Problems associated with this analysis relate mainly to the nature of avalanche release and its strong dependency on climatic factors such as wind and snow supply. The fact that these factors change temporally and spatially leads to extreme difficulty in any Avalanche Model that attempts to characterize most climatic factors. Most models address this problem by performing statistical analysis on areas where avalanche release has occurred and the parameters have been well documented. The problem with this solution is the lack of transferability of parameter significance between study areas. The aquisition of climatic data on a fine enough resolution to be spatially significant is also a major obstacle preventing the inclusion of these parameters. Terrain based avalanche release models provide a useful guide when constructing an Avalanche hazard map but the nature of Avalanche release has an uncertainty that will usually require more detailed snow conditions and local knowledge to accent the information presented by a model of this nature.
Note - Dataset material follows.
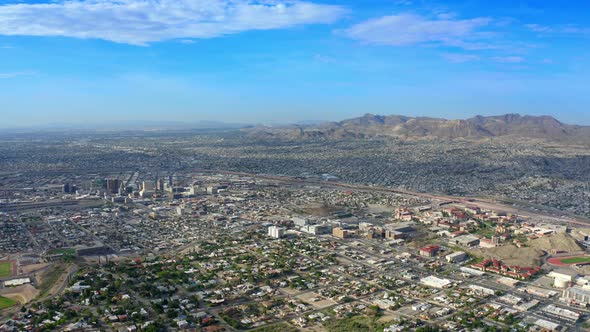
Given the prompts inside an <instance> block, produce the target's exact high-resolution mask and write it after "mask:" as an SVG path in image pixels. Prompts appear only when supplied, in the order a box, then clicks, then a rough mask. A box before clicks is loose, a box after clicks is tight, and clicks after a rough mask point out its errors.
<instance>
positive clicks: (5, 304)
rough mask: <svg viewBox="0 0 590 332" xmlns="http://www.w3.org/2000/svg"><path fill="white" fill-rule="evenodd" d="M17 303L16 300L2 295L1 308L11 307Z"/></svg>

There is also a large potential uncertainty with the information presented due to the possibility of human error both in the data collection stage (DEM production) and during the classification and digitizing process. The situation where the LANDSAT image was classifying forested shadow scores lower than water scores is a good example. The values produced by image transformations are to a certain degree somewhat arbitrary depending on how they are interpreted. The semantics involved in evaluating what constitutes a hazardous slope may be different for me than someone else who would build a similar model. The resulting classification decision produces uncertainty that perpetuates itself at each successive stage as the analysis continues. The person performing the analysis has individual ideas at each stage of the analysis that will in the end affect the appearance and interpretation of the final result. In the case of this analysis, all the suitability scores determined for each factor in the spatial analysis are potential sources of uncertainty that contribute to the final product.